In an era where Artificial Intelligence (AI) takes bold strides into our day-to-day lives, no industry remains untouched – including finance and investment. AI's reach into the world of investing extends from robo-advisors and automated investment strategies to portfolio optimization and trading services. The proliferation of AI today is fostering a seemingly more autonomous financial world.
This raises the question — are human financial advisors facing obsolescence? In our (undoubtedly slightly biased) view, the answer to this question is no. Despite AI's meteoric rise, the indispensability of human financial advisors will persist, particularly when it comes to managing the emotional and behavioral biases inherent in investing. We believe that advisors who embrace the efficiencies of AI, while focusing their efforts on the coaching and planning aspects of their roles stand to benefit immensely from this emerging trend.
AI in Investment: A New Dawn
AI stands tall as a game-changer in the investment landscape. Its ability to dissect enormous amounts of data, recognize patterns, and make real-time decisions is nothing short of impressive. These capabilities have already been fields like medicine, where AI has already far-surpassed humans in things like medical imaging analysis (see Episode 4 of our Behind the Numbers Podcast which explores this very topic here).
This year, we have integrated a new AI service into our investment process (to complement others which have been in use for years). This new addition is helping to optimize and improve our idea generation, and investment evaluation processes. The proliferation of AI-tools in finance promises not only to improve investment methodologies (for those who learn how to utilize them properly), but also to increase efficiency and lower costs over time.
Emotion, Behaviour, and Investment: The Human Element
Paradoxically, one of the greatest benefits of integrating AI into an investment process is also one of its greatest weaknesses: dealing with human emotion. As we’ve spoken to clients about time and time again, emotional detachment is a key quality to investment success – and AI is well-insulated against the various emotional and behavioral biases that humans are highly susceptible to.
However, the process of investing one’s assets elicits a spectrum of emotions including fear, overconfidence, regret, and even greed. These in-turn often spark impulsive decisions, possibly deviating investors from their financial goals. This is a topic we have spoken and written about often, including in a recent blog post: Good Behaviour = Good Investment Outcomes.
Managing these types of emotions and behaviors is something which we believe AI will continue to lag humans in for the foreseeable future. A robo-advisory tool could be programmed to share data, historical examples, and all sorts of information that should dissuade emotional decision-making, but presenting it in such a way that the human end-users feel acknowledged, reassured, and connected with the process is another challenge entirely.
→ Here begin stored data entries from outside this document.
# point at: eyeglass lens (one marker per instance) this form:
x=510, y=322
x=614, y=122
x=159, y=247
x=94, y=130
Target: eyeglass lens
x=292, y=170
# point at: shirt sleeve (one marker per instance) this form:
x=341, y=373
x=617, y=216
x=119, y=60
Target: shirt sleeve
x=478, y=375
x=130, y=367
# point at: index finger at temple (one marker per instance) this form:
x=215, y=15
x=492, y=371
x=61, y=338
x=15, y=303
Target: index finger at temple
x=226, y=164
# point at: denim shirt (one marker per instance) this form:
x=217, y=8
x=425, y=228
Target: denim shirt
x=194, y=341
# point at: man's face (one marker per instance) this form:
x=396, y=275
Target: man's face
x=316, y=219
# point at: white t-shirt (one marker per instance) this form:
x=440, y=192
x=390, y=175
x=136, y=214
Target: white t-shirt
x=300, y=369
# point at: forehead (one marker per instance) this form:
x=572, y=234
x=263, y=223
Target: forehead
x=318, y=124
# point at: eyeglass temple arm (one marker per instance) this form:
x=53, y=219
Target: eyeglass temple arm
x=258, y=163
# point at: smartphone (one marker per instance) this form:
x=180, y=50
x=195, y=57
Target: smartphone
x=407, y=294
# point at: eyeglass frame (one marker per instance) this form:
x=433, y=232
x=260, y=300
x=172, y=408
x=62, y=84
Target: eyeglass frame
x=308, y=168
Human Financial Advisors: The Emotional Compass
During the investment journey, human financial advisors can act as emotional compasses. They resonate with their clients' fears and aspirations, anticipate emotional responses, and can guide clients, making sure their decisions are in line with their dreams and goals, as well as their risk tolerance. Moreover, financial advisors play an educational role, helping their clients identify and manage biases to avert investment blunders. This guidance is invaluable, especially during volatile market periods when emotions run high.
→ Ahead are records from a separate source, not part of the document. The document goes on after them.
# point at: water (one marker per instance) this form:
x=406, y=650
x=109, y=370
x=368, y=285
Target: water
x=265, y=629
The simple fact is that most investors make sub-optimal decisions with respect to deciding when to buy and when to sell. The chart below was sourced from Morningstar, and it shows the average 3-year returns for investors who buy when most others are buying (orange column), versus the average 3-year performance of investors who buy when most others are selling (yellow column).
Source: Morningstar
The importance of managing emotions is perhaps best illustrated with a real-world example. Many will remember the Global Financial Crisis of 2007-2008, which caused one of the most severe periods of market volatility of this generation. All told, the S&P 500 declined by 48% in approximately six months between August 2008 and March 2009. For many, this type of market decline brings on feelings of extreme stress and negativity – and we have in fact met or spoken to many investors who tell us they “never recovered” from the losses in 2008. However, the fact of the matter is, by the end of 2009 nearly half of the decline was erased. In fact, investors who bought at the October 2007 peak and simply held their investments until today (including the recent 2022 drawdown) would have averaged a return of around +8.7% per year (with reinvested dividends).
The Road Ahead: AI and Human Advisors in Tandem
The future of financial advisory services is not a battle between AI and human advisors, but a harmonious coexistence. AI, with its data-driven insights and automation capabilities, will relieve human advisors from more mundane tasks, and help control costs and increase efficiency. This will allow good financial advisors to focus on their strong suit — understanding client needs, emotional nuances, and behavioral biases, while delivering personalized and empathetic service.
In a nutshell, the ascension of AI doesn't overshadow the importance of human financial advisors. Their unique ability to navigate clients through the emotional labyrinth of investing is unmatched. Amid an AI-dominated world, the human touch in financial advisory services will become not less, but perhaps more valuable than ever.